Dilma era uma adversária 

Olívio lembra da atuação da presidente Dilma na campanha do então marido. ”Ela era assessora sindical. Era requisitada por nós, por outros sindicatos. Ela se licenciou da prefeitura, tinha sido secretária da Fazenda (na administração de Alceu Collares). Ela trabalhou como assessora direta do Araújo”, disse.

Olívio Dutra lembra detalhes da campanha vitoriosa de 1988:

Ao assumir a prefeitura, Olívio encontrou os cofres vazios e as promessas de campanha tinham de esperar. Segundo ele, a Câmara Municipal tinha aumentado os salários do funcionalismo e as parcelas das contas das grandes obras feitas na administração anterior, como a Avenida Beira-Rio, venciam no primeiro mês de governo. “Tivemos que ir ao Simon (Pedro Simon, então governador do Estado) e pedir um empréstimo do Banrisul. Mas pagamos tudo certinho em 12 vezes”, recorda o ex-prefeito.

Transporte coletivo foi o primeiro conflito 

O mote da campanha do PT foi centrado na precariedade do transporte coletivo. “Tínhamos uma briga séria com o transporte coletivo, que estava uma desgraça. O tema foi fundamental durante a campanha. O Collares tinha tentando arrumar, mas a emenda tinha sido pior que o soneto. Tentou criar umas estações de transbordo, que não deu certo”, recorda.

E foi justamente o transporte o primeiro conflito na sua passagem pela prefeitura de Porto Alegre. Olívio decretou a intervenção em seis das 14 empresas que faziam o serviço na cidade. “Foi o problema mais urgente. Até as paradas estavam comprometidas. Tivemos que derrubar várias para impedir acidentes. Queríamos tornar o serviço mais transparente. Evitar que o dinheiro arrecadado fosse aplicado em outras atividades, como acontecia. Os recursos tinha de ser aplicados na qualificação do serviço. Os adversários diziam que a gente queria estatizar, mas não. Intervimos para colocar as empresas concessionária para agir no interesse público e não privado. O serviço estava aquém, não tinha regularidade, conforto, segurança”, explica. E Olívio tinha total conhecimento desses problemas, pois era um usuário diário. Ficou famoso na época por ir de ônibus para prefeitura. E isso não era marketing. Até hoje não tem carro e é visto regularmente dentro dos coletivos. Atualmente, conta que pega quatro ônibus para ir e voltar da universidade. 

No embate com o transporte, a prefeitura e as empresas se enfrentaram numa longa disputa judicial. Entre perdas e ganhos, um acordo entre as partes foi firmado quase 10 anos depois. Mas a bandeira levantada em 1988 surtiu efeitos positivos nos 16 anos de administração do PT em Porto Alegre. Tanto que no começo dos anos 2000, a Carris, empresa pública de ônibus da cidade, chegou a ser considerada a melhor do País. “A Carris foi recuperada e se tornou referência para as outras”, orgulha-se Olívio.
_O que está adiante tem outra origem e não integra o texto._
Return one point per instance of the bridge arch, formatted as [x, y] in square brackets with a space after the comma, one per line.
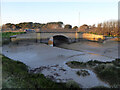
[58, 39]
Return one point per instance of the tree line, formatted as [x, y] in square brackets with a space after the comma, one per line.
[107, 28]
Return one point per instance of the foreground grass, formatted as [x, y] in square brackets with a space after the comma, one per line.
[16, 75]
[106, 71]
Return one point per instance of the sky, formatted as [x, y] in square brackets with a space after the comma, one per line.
[74, 12]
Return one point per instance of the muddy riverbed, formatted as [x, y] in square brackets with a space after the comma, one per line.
[51, 60]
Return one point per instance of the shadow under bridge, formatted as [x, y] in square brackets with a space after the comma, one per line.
[58, 40]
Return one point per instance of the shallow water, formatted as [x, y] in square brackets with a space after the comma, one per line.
[36, 55]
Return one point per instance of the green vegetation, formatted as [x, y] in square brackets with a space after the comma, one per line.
[16, 75]
[29, 25]
[6, 36]
[82, 73]
[106, 71]
[68, 26]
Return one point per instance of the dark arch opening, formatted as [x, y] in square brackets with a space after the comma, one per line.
[59, 39]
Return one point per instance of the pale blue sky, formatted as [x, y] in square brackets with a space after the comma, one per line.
[67, 12]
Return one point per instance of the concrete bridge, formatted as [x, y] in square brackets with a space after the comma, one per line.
[57, 37]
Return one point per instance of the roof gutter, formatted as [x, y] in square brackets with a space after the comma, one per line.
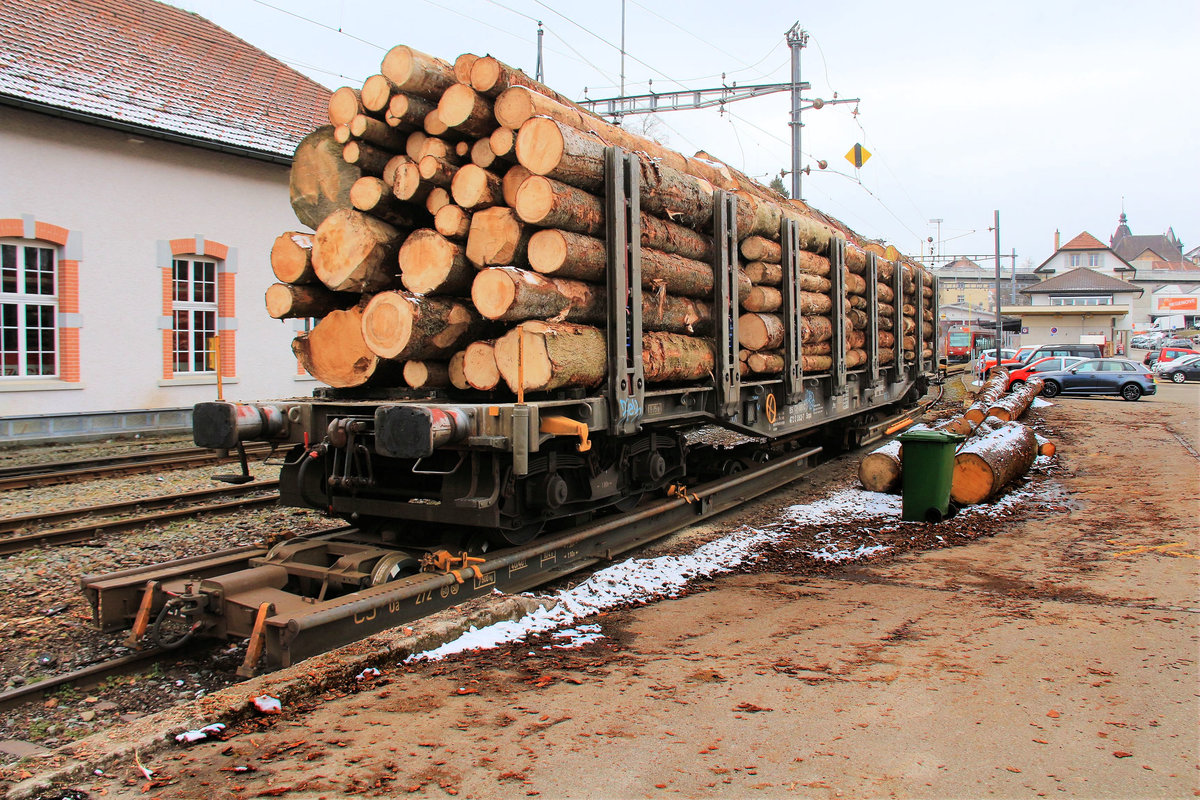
[141, 130]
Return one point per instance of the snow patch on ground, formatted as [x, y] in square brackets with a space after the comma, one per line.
[666, 576]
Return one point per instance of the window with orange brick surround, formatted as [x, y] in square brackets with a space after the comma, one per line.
[69, 250]
[226, 259]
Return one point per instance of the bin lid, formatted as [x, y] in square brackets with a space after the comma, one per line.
[941, 437]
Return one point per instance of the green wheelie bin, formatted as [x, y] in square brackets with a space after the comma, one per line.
[928, 469]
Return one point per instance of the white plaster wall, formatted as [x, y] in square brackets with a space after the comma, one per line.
[123, 197]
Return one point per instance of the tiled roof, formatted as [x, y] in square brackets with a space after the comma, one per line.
[1085, 241]
[1131, 247]
[153, 66]
[1081, 280]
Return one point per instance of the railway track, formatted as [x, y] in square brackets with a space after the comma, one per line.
[169, 505]
[67, 471]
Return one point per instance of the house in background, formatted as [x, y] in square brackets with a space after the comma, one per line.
[144, 180]
[1080, 305]
[1155, 264]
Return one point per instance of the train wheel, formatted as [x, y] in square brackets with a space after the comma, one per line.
[393, 567]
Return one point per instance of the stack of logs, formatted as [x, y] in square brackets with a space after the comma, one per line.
[460, 241]
[997, 449]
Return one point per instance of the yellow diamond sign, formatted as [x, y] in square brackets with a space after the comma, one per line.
[858, 156]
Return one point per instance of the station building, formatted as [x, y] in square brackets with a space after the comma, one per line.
[144, 178]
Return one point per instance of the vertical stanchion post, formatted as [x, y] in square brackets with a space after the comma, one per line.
[873, 319]
[838, 316]
[725, 304]
[898, 316]
[793, 322]
[623, 232]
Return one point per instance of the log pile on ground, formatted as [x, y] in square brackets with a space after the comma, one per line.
[459, 218]
[989, 462]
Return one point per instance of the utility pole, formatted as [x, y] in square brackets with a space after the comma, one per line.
[797, 38]
[539, 74]
[1000, 325]
[693, 98]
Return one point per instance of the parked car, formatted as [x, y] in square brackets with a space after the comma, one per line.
[1019, 377]
[1183, 368]
[1165, 366]
[1167, 354]
[1121, 377]
[1031, 353]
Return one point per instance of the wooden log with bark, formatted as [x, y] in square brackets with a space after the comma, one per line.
[292, 301]
[400, 325]
[292, 258]
[453, 222]
[355, 252]
[538, 356]
[1014, 404]
[508, 294]
[497, 238]
[474, 187]
[335, 353]
[319, 181]
[432, 264]
[479, 367]
[984, 465]
[673, 358]
[426, 374]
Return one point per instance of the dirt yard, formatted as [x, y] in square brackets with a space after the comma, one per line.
[1054, 656]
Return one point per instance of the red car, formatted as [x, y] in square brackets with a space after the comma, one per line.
[1017, 378]
[1165, 354]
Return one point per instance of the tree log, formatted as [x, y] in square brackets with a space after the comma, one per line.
[553, 355]
[408, 185]
[760, 331]
[437, 198]
[399, 325]
[562, 253]
[369, 158]
[373, 196]
[766, 362]
[672, 358]
[508, 294]
[407, 112]
[417, 73]
[815, 329]
[437, 172]
[1013, 405]
[432, 264]
[479, 367]
[453, 222]
[881, 469]
[987, 464]
[456, 372]
[463, 109]
[503, 143]
[288, 301]
[321, 180]
[355, 252]
[335, 353]
[474, 187]
[377, 132]
[760, 248]
[497, 238]
[343, 106]
[292, 258]
[426, 374]
[763, 299]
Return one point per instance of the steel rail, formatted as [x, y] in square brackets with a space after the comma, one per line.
[11, 545]
[147, 463]
[144, 504]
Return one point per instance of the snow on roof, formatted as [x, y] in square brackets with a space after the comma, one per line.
[150, 65]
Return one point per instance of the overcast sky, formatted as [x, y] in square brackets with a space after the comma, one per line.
[1051, 112]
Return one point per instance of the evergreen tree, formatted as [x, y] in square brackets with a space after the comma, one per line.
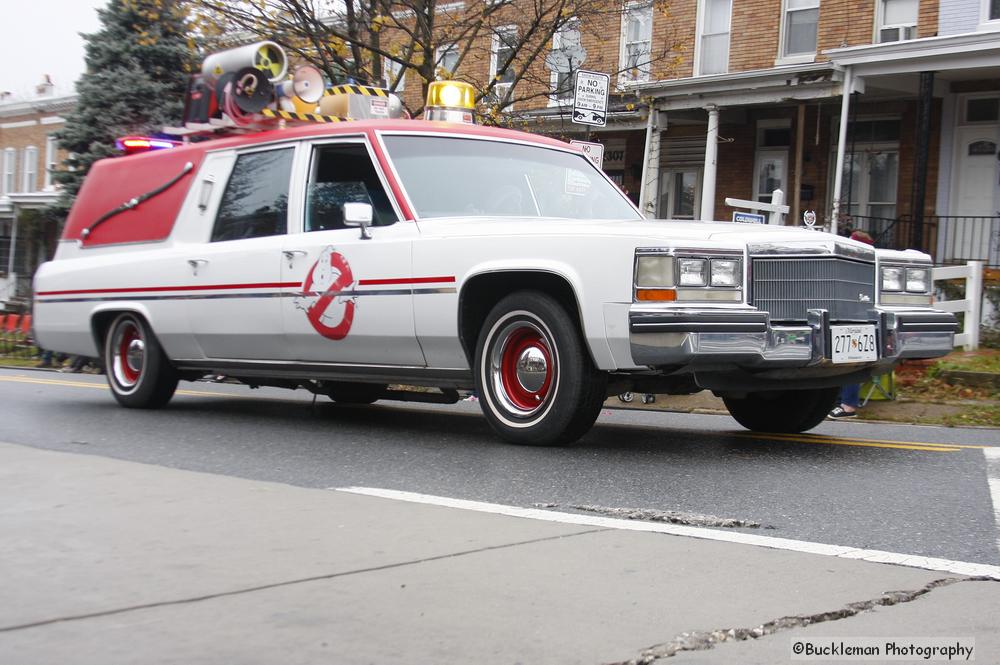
[137, 70]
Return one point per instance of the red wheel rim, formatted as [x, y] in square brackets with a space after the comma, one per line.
[520, 341]
[128, 351]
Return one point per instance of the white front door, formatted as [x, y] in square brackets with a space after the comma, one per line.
[680, 194]
[354, 302]
[969, 233]
[977, 187]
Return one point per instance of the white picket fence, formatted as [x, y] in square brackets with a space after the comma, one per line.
[972, 273]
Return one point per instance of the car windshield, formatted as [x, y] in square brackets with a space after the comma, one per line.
[465, 177]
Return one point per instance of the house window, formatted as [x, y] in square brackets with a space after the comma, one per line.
[637, 38]
[390, 71]
[982, 109]
[871, 172]
[51, 152]
[502, 62]
[713, 40]
[897, 20]
[9, 164]
[680, 194]
[991, 10]
[567, 54]
[447, 59]
[801, 18]
[29, 169]
[771, 163]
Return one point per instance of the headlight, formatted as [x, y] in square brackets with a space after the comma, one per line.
[918, 280]
[892, 279]
[654, 271]
[725, 272]
[692, 272]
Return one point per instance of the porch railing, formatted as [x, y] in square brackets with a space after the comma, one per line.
[950, 239]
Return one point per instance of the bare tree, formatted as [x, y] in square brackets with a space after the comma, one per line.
[502, 47]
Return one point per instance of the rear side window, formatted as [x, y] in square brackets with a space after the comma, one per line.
[255, 203]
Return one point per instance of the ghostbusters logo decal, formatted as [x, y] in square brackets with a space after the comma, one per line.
[330, 313]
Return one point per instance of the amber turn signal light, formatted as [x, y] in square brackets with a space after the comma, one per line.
[660, 295]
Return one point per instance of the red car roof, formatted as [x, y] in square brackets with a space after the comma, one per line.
[114, 181]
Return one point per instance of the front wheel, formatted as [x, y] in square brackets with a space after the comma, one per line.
[783, 411]
[139, 373]
[536, 381]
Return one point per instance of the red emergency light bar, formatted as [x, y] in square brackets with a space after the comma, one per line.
[131, 145]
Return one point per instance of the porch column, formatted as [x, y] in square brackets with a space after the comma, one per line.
[711, 164]
[13, 243]
[650, 185]
[919, 197]
[838, 175]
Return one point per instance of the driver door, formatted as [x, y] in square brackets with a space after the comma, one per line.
[355, 300]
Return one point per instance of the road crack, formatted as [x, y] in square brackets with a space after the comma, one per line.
[701, 640]
[669, 516]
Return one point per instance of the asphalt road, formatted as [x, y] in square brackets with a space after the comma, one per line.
[907, 489]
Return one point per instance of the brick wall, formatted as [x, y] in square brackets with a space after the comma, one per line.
[31, 132]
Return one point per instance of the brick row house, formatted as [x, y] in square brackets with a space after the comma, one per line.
[737, 98]
[28, 156]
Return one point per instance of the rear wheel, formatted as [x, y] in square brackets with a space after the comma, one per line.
[351, 392]
[783, 411]
[139, 374]
[537, 384]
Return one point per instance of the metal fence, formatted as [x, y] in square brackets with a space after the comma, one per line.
[950, 239]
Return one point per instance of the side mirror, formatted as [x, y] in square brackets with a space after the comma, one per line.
[359, 214]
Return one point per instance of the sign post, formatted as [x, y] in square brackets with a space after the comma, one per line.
[590, 98]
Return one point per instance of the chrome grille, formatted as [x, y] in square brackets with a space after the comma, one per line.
[788, 287]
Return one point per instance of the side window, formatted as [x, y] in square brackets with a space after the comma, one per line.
[255, 203]
[344, 174]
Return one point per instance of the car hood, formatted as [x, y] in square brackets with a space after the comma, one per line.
[651, 232]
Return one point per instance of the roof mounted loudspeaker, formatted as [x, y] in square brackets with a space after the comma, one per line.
[199, 104]
[267, 57]
[251, 90]
[304, 90]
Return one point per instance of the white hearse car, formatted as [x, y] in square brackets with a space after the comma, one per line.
[344, 258]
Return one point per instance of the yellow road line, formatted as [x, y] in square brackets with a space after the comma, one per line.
[52, 382]
[793, 438]
[104, 386]
[831, 441]
[824, 438]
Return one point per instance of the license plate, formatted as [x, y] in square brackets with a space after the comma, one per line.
[852, 344]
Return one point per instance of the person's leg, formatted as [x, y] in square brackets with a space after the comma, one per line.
[850, 397]
[850, 401]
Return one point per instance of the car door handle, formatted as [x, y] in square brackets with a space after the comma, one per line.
[195, 263]
[290, 255]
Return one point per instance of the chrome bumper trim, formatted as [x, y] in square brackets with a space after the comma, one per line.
[747, 339]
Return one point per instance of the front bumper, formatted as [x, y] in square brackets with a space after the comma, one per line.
[748, 340]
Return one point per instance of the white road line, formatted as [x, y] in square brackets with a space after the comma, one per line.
[993, 478]
[875, 556]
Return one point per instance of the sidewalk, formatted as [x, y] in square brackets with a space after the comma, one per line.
[109, 562]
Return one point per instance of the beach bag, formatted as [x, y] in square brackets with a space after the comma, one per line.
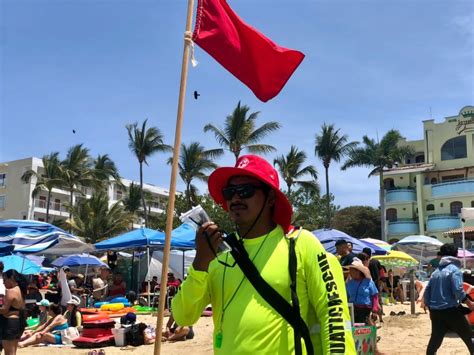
[134, 336]
[69, 334]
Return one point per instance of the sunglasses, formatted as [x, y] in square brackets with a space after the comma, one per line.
[243, 191]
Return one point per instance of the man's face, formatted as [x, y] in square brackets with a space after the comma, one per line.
[244, 211]
[341, 249]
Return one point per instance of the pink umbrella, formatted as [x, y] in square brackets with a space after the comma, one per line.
[465, 254]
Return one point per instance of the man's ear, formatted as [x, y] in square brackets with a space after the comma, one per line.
[271, 198]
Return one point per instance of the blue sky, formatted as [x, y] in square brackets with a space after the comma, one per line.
[95, 66]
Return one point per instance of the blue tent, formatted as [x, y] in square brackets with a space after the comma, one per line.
[329, 237]
[181, 238]
[33, 236]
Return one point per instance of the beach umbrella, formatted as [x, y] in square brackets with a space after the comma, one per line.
[396, 258]
[40, 237]
[420, 247]
[6, 248]
[78, 260]
[377, 242]
[329, 237]
[20, 263]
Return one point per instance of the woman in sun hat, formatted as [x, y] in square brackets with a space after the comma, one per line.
[362, 292]
[244, 322]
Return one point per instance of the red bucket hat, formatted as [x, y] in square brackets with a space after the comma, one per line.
[259, 168]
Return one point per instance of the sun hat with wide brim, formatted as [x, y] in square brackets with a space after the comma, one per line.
[259, 168]
[358, 265]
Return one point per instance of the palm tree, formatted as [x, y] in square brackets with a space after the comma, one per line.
[95, 221]
[331, 146]
[240, 133]
[379, 156]
[105, 170]
[291, 169]
[46, 181]
[76, 171]
[144, 142]
[194, 162]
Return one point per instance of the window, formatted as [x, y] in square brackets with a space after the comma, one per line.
[454, 148]
[456, 208]
[388, 184]
[391, 214]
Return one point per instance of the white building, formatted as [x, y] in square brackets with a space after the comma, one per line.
[16, 201]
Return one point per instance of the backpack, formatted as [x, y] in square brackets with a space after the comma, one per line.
[135, 336]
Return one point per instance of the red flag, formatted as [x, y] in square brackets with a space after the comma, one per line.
[251, 57]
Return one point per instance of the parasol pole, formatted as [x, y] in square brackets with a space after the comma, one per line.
[174, 170]
[148, 272]
[463, 243]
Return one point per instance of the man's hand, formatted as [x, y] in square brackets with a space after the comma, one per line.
[470, 304]
[207, 234]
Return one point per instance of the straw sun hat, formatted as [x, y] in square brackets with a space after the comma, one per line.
[358, 265]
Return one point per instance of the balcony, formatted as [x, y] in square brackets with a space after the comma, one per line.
[442, 222]
[55, 208]
[403, 227]
[456, 187]
[400, 195]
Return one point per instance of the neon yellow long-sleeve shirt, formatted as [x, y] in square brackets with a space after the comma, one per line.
[250, 324]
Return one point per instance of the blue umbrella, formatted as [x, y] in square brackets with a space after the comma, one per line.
[329, 237]
[20, 264]
[78, 260]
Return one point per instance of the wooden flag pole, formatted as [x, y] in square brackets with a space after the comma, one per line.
[174, 173]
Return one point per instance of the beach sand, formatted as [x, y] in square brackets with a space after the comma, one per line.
[405, 334]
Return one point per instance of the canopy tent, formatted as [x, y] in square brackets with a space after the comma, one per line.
[396, 258]
[179, 263]
[20, 263]
[329, 237]
[420, 247]
[39, 237]
[377, 242]
[181, 238]
[78, 260]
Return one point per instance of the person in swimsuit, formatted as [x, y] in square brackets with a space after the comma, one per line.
[12, 314]
[50, 332]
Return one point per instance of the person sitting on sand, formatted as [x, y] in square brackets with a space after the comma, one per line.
[72, 314]
[176, 333]
[50, 332]
[118, 287]
[362, 292]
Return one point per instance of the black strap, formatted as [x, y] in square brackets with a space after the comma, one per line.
[290, 313]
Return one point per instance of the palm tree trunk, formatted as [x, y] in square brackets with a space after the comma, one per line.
[143, 196]
[382, 206]
[47, 206]
[328, 200]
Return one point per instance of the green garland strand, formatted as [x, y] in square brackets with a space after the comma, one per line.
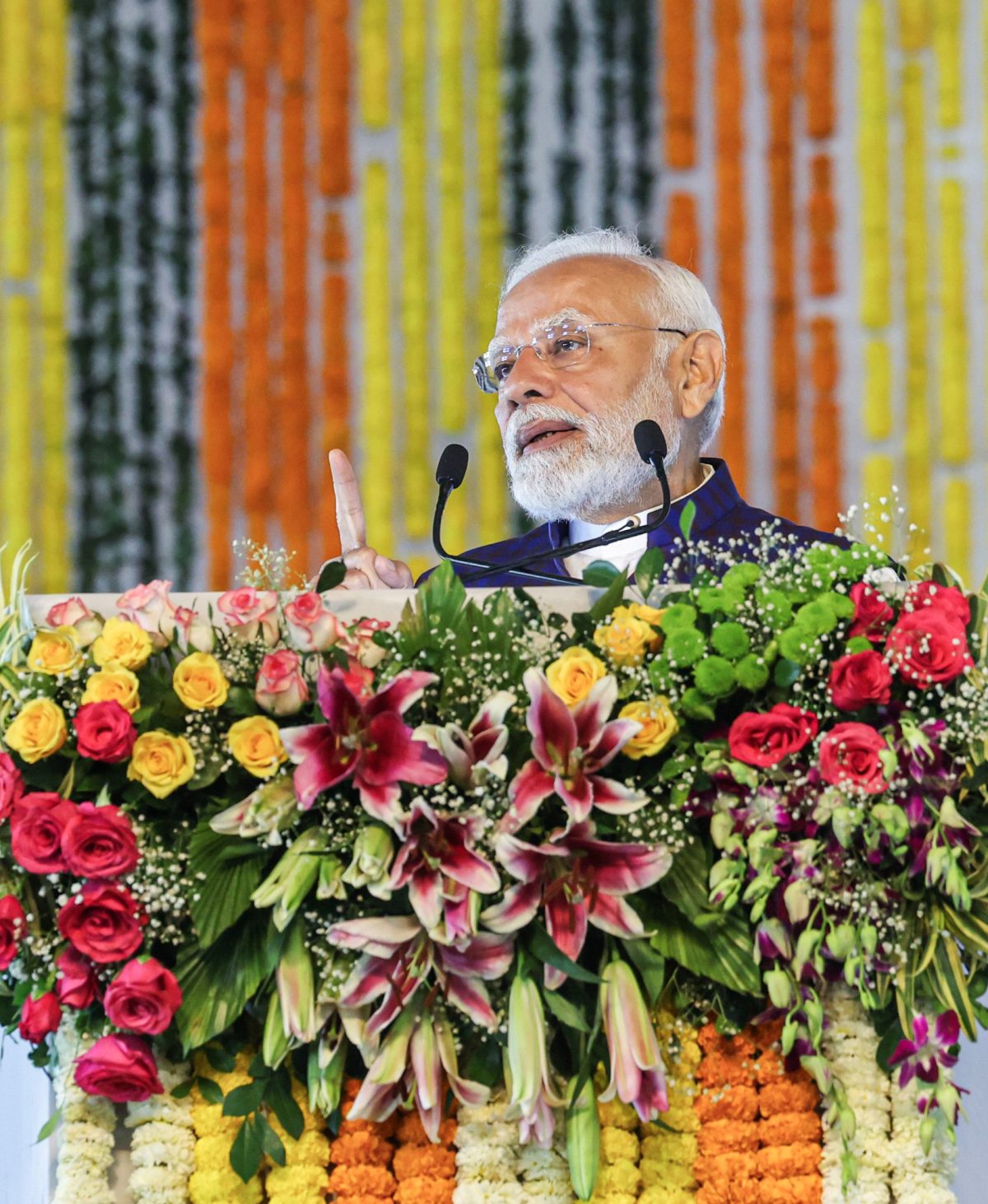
[517, 59]
[569, 163]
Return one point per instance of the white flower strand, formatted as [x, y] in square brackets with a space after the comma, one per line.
[163, 1143]
[850, 1044]
[918, 1178]
[86, 1130]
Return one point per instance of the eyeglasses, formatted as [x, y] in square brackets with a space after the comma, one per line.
[563, 347]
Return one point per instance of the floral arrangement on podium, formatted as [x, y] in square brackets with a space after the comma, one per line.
[680, 899]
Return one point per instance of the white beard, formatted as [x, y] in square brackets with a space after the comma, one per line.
[577, 478]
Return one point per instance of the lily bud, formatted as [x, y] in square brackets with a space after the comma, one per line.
[288, 884]
[582, 1138]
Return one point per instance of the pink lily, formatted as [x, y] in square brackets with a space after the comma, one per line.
[364, 738]
[636, 1067]
[579, 881]
[569, 748]
[439, 866]
[478, 753]
[417, 1058]
[399, 955]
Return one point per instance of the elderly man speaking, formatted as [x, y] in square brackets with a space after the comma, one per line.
[593, 336]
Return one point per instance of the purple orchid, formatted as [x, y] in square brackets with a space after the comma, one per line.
[366, 740]
[923, 1056]
[570, 746]
[399, 955]
[439, 866]
[579, 881]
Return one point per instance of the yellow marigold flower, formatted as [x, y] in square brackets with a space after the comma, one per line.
[114, 686]
[574, 675]
[39, 731]
[658, 726]
[199, 681]
[255, 743]
[161, 762]
[122, 644]
[54, 652]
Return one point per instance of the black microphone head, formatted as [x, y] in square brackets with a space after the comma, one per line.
[650, 441]
[452, 465]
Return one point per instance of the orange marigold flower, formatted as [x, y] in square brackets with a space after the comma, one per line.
[426, 1191]
[727, 1103]
[720, 1137]
[361, 1150]
[424, 1161]
[785, 1128]
[788, 1097]
[366, 1180]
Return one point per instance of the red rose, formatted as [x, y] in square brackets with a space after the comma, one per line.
[142, 997]
[930, 645]
[11, 928]
[860, 679]
[76, 984]
[104, 731]
[873, 614]
[121, 1068]
[39, 1017]
[38, 824]
[103, 921]
[11, 785]
[848, 755]
[944, 597]
[99, 842]
[767, 740]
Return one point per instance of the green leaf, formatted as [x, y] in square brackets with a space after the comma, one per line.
[247, 1150]
[686, 518]
[546, 951]
[218, 982]
[224, 892]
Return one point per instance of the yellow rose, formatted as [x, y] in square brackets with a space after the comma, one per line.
[122, 644]
[658, 726]
[255, 743]
[38, 731]
[626, 637]
[112, 686]
[572, 676]
[161, 762]
[199, 681]
[54, 652]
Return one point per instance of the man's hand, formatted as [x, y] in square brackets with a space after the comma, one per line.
[366, 569]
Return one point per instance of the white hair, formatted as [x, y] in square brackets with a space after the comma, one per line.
[678, 298]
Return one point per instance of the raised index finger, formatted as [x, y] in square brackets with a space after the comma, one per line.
[350, 511]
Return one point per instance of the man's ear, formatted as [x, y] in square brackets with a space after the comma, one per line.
[701, 367]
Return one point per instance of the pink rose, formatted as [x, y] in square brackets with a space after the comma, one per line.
[39, 1017]
[99, 842]
[121, 1068]
[249, 610]
[103, 921]
[312, 626]
[12, 923]
[11, 785]
[766, 740]
[151, 608]
[38, 825]
[860, 679]
[75, 613]
[873, 614]
[142, 997]
[76, 985]
[104, 731]
[930, 645]
[281, 688]
[850, 755]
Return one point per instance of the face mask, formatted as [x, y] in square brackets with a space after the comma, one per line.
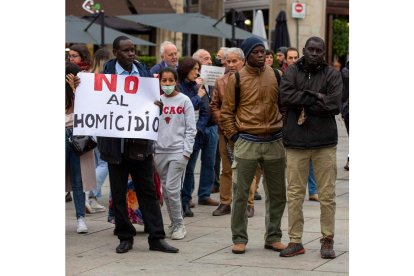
[168, 89]
[217, 62]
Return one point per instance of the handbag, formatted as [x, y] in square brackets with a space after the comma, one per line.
[81, 144]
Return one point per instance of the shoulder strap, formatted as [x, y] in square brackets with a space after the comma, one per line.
[277, 76]
[237, 92]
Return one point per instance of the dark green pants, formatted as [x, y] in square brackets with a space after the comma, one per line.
[271, 158]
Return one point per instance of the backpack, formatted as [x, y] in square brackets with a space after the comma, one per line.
[237, 87]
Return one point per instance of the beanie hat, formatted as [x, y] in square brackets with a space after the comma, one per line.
[249, 44]
[282, 50]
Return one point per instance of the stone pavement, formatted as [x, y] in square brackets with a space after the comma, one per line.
[206, 250]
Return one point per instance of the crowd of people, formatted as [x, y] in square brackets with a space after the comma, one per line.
[256, 123]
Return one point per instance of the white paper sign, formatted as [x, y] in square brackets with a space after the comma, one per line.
[211, 73]
[116, 106]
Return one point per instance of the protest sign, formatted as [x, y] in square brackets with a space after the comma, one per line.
[116, 106]
[211, 73]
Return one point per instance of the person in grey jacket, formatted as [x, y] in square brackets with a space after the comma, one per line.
[311, 91]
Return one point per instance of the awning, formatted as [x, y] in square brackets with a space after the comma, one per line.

Além do transporte, Olívio lista avanços na regularização fundiária e no saneamento como grandes conquistas de seu governo. “Acho que conseguimos avançar, muito significativamente da vida da população carente. Sem abandonar o Centro. Começamos a recuperar o Mercado Público, fizemos o Largo Glênio Perez”, aponta.

Para Olívio, cidadania é a maior conquista

Mas para o petista a sua maior conquista não foi uma obra. “A grande conquista mesmo foi a cidadania. Foi provocada, instigada. A política é construção do bem comum com o protagonismo das pessoas. Se alastrou esse conceito, muitos lutadores sociais cresceram nesse processo, irradiaram. O Orçamento Participativo foi uma conquista da cidadania, pena que não foi  mais longe. Não radicalizou suficiente”, lamenta.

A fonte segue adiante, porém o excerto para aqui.